Die Aktivität vieler Enzyme wird durch kovalentes Anhängen von funktionellen Gruppen beeinflusst; da diese Art von Modifikation reversibel ist, ermöglicht sie eine Regulation der Enzymaktivität.

Die häufigste kovalente Modifikation von Enzymen (und anderen regulatorischen Proteinen!) ist die ATP-abhängige Phosphorylierung von Serin-, Threonin- oder Tyrosin-Seitenketten.

Dabei kann die Phosphorylierung eines Enzyms (oder Proteins) seine Aktivität entweder steigern oder vermindern - je nach Ort der Phosphorylierung und Struktur des Enzyms (Proteins):

Einige Enzyme werden als enzymatisch inaktive Vorstufen synthetisiert und als solche intrazellulär gespeichert. Bei Bedarf werden sie dann ausgeschüttet und am Wirkungsort durch enzymkatalysierte, irreversible Abspaltung eines Teils ihrer Peptidkette (Proteolyse) in die aktive Form übergeführt. 

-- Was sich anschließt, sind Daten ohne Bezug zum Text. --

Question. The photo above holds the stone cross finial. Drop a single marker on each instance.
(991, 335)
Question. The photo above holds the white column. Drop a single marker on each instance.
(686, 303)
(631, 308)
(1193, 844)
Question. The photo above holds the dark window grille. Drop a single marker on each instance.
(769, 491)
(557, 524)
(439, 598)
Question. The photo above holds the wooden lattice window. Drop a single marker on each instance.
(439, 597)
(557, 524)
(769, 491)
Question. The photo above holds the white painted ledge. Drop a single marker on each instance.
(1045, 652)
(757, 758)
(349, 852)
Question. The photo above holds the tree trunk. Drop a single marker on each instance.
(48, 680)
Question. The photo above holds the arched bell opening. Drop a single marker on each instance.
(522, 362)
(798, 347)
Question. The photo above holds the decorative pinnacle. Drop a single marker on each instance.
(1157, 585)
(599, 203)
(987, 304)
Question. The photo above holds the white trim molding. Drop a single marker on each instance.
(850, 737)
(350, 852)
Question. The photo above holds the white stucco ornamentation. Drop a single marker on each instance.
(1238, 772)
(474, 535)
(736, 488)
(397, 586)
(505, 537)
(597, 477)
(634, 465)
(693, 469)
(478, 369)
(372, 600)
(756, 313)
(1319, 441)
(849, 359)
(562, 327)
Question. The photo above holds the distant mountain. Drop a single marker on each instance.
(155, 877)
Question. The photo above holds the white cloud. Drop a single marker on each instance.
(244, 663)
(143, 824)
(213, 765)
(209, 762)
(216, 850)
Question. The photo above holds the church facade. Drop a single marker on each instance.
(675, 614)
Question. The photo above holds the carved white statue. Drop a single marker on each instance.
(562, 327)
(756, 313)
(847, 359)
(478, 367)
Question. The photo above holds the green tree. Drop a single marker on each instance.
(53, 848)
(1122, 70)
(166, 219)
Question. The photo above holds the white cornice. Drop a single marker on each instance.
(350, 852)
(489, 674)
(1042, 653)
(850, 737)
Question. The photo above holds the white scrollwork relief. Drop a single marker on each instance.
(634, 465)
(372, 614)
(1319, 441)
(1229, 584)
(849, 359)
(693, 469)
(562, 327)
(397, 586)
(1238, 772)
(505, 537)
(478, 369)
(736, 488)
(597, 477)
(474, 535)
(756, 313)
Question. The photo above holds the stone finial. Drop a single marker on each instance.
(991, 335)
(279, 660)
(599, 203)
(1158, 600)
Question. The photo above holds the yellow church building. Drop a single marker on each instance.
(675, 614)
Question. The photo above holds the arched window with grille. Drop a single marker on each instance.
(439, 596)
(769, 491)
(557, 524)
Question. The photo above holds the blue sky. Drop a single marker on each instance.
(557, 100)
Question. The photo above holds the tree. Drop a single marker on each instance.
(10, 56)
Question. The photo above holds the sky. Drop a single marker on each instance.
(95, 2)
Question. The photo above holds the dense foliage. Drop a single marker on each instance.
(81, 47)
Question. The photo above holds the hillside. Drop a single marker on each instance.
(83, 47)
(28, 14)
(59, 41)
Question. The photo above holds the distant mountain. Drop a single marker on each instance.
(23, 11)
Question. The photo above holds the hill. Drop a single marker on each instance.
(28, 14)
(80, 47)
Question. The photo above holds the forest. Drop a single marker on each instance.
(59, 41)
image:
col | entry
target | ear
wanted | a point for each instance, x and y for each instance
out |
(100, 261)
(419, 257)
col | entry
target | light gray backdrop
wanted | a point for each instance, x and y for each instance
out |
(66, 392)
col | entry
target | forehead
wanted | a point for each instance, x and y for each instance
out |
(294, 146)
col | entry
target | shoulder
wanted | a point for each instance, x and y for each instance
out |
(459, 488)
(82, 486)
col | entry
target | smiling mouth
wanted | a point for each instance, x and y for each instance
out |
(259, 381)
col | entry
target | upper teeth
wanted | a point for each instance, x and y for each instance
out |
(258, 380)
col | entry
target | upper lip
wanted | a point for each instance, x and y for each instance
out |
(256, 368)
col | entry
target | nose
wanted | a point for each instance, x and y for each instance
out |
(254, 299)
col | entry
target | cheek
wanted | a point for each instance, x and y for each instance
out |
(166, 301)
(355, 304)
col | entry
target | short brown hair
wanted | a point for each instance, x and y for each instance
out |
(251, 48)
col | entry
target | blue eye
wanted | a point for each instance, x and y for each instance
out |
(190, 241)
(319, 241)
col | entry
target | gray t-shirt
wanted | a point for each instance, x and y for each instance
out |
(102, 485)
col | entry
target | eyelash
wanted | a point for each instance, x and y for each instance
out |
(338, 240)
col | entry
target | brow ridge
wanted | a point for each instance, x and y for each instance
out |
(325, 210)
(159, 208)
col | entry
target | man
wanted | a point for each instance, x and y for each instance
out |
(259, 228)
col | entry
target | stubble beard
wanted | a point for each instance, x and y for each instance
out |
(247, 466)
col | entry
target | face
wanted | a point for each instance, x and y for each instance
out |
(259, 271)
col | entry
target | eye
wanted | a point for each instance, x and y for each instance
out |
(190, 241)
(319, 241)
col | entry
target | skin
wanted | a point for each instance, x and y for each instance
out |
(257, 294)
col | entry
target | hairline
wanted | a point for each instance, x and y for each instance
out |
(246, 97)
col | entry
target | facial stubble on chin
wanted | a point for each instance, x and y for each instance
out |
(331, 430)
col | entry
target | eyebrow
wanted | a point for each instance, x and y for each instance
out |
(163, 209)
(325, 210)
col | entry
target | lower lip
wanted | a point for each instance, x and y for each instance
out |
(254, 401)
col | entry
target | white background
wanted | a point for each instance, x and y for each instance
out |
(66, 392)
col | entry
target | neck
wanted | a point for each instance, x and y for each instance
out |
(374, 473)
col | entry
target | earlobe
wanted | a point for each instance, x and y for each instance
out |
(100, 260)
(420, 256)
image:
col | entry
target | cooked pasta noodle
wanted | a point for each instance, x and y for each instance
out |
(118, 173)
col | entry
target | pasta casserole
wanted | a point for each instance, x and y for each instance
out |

• Substanz: Acetylsalicylsäure, Paracetamol  inhibiertes Enzym: Cyclooxygenase  Einsatz als: Schmerzmittel
• Substanz: Lovastatin  inhibiertes Enzym: HMG-CoA-Reduktase  Einsatz als: Cholesterinsenker
• Substanz: Captopril  inhibiertes Enzym: Angiotensin-konvertierendes Enzym, ACE  Einsatz als: Antihypertonikum
• Substanz: Moclobemid  inhibiertes Enzym: Monoaminoxidase, MAO  Einsatz als: Antidepressivum

Ein kompetitiver Inhibitor gleicht in seiner chemischen Struktur derjenigen des Substrates. Dadurch kann er das aktive Zentrum im Enzym vorübergehend besetzen und die Umsetzung des Substrates verlangsamen.

--> Substrat und Inhibitor konkurrieren um den gleichen Bindungsort im aktiven Zentrum des Enzyms.